Il nome ricorda quello di Huascar Càpac, ultimo sovrano Inca di Cusco, fatto
uccidere dal fratellastro Atahualpa, signore di Quito, nella tragica guerra
civile che dilaniò il vasto l’impero inca, chiamato Tahuantinsuyo (Le Quattro
regioni unite), e che facilitò la conquista da parte spagnola.
Non
esiste una maledizione Inca, su cui si basa la trama, creata da Hergé con la complicità di Jacobs e Jacques Van Melkebeke, sicuramente oggi esiste il soroche o mal di montagna che colpisce i
turisti non abituati alle altitudini andine, combattuto solo con la
masticazione delle foglie di coca e l’assunzione di diuretici.

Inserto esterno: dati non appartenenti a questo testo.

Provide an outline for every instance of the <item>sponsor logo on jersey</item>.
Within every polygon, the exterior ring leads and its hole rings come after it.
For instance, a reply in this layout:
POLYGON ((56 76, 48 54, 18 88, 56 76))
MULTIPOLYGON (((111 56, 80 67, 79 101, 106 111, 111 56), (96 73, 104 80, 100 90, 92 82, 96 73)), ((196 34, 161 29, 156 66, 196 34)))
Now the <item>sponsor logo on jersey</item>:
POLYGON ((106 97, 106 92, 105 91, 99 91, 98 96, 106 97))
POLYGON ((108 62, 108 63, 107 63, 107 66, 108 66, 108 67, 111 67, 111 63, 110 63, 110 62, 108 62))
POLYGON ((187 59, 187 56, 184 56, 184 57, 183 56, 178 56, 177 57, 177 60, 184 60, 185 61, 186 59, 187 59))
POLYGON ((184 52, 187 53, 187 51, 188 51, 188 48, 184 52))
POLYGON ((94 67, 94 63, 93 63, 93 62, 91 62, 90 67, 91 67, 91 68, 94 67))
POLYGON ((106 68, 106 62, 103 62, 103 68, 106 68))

In ogni caso la
maledizione di Rascar Capac di cui si parla nel primo episodio sembra copiata,
verosimilmente, da quella egizia del faraone Tutankhamon, che Jacobs ha sapientemente sfruttato in
seguito anche per Le mystére de la Grande Pyramide.
Interessante
la posizione fetale della mummia di Rascar Capac disegnata da Hergé,
corrispondente alla realtà. I popoli andini credevano che la morte fosse
un prolungamento naturale dell’esistenza nell’aldilà e che i defunti
continuassero a vivere come entità spirituali nei corpi mummificati; per tale
motivo ritenevano che il corpo, intatto, del defunto dovesse essere messo nella
medesima posizione della nascita terrena, nei loculi trapezoidali lungo i muri
degli edifici, oggi visibili nei vari siti archeologici andini, dove si mummificavano
grazie alle aspre condizioni climatiche dell’altitudine, o in fosse scavate nel
terreno, per essere a contatto con Pachamama, la Madre Terra da cui proveniamo
tutti, secondo le credenze andine.
La
mummia, i cui ornamenti richiamano quelli di altre similari, è copiata da una
trovata nella zona di Paracas, sede di una cultura preincaica.
Paracas
è famosa anche per i ritrovamenti di numerosi teschi allungati che tanto
incuriosiscono i cultori di xenoarcheologia o archeologia spaziale, visibili
nel Museo Arqueologico Antonini di Nasca.
Le
mummie degli Inca erano situate bene in vista dello splendido Corikancha (Tempio del Sole) a Cusco, capitale del Tahuantinsuyo e centro
dell'Universo secondo la cosmovisione andina, mentre quelle dei nobili e del
popolo erano posizionate negli altri edifici o in fosse circolari scavate nella
terra. Le
rovine del Corikancha sono ancora visibili nel convento di Santo Domingo,
compresa una pietra a L con 12 angoli perfettamente incuneata fra le altre,
senza spazi fra le superfici di contatto con le altre pietre, come solo la
misteriosa e incredibile conoscenza degli ingegneri inca sapeva fare.
Il
fulmine, un poco burlone, disegnato nell’immagine della copertina e che nella
tavola n.31 disintegra la mummia di Rascar Capac sembra avere una base di
realtà.
In
un’ala del museo Santuarios Andinos
di Arequipa, dedicata ai recenti
ritrovamenti di mummie di giovani sacrificati in alta quota sulle montagne (fra
cui la famosa "vergine dei ghiacci” Juanita, mantenuta a -40 gradi), sono
esposti gli abiti indossati dai niños del
rayo giovani vittime così soprannominate per le bruciature provocate dai
fulmini; ci sono anche le foto di un
cranio infantile con i fori causati da ripetuti fulmini che si erano accaniti
contro quell’infelice corpicino. Si tratta di scoperte archeologiche recenti,
che né Hergé né altri all’epoca hanno
avuto la possibilità di conoscere.
le quattro vignette della mummia a quali edizioni appartengono?
RispondiEliminaLa prima è la versione apparsa su Le Soir (striscia di sabato 15 aprile 1944), l'ultima quella nell'album sin dalla sua prima edizione del 1948 a colori. Le due intermedie sono studi per la preparazione dell'album (aggiunta di capelli e piume, modifica del copricapo e dettagli minori).
RispondiEliminaOrmai la guerra stava finendo con la sconfitta della Germania ed Hergé, in questa storia, ha prudentemente messo da parte il filonazismo e l'antisemitismo manifestato più o meno direttamente nelle precedenti.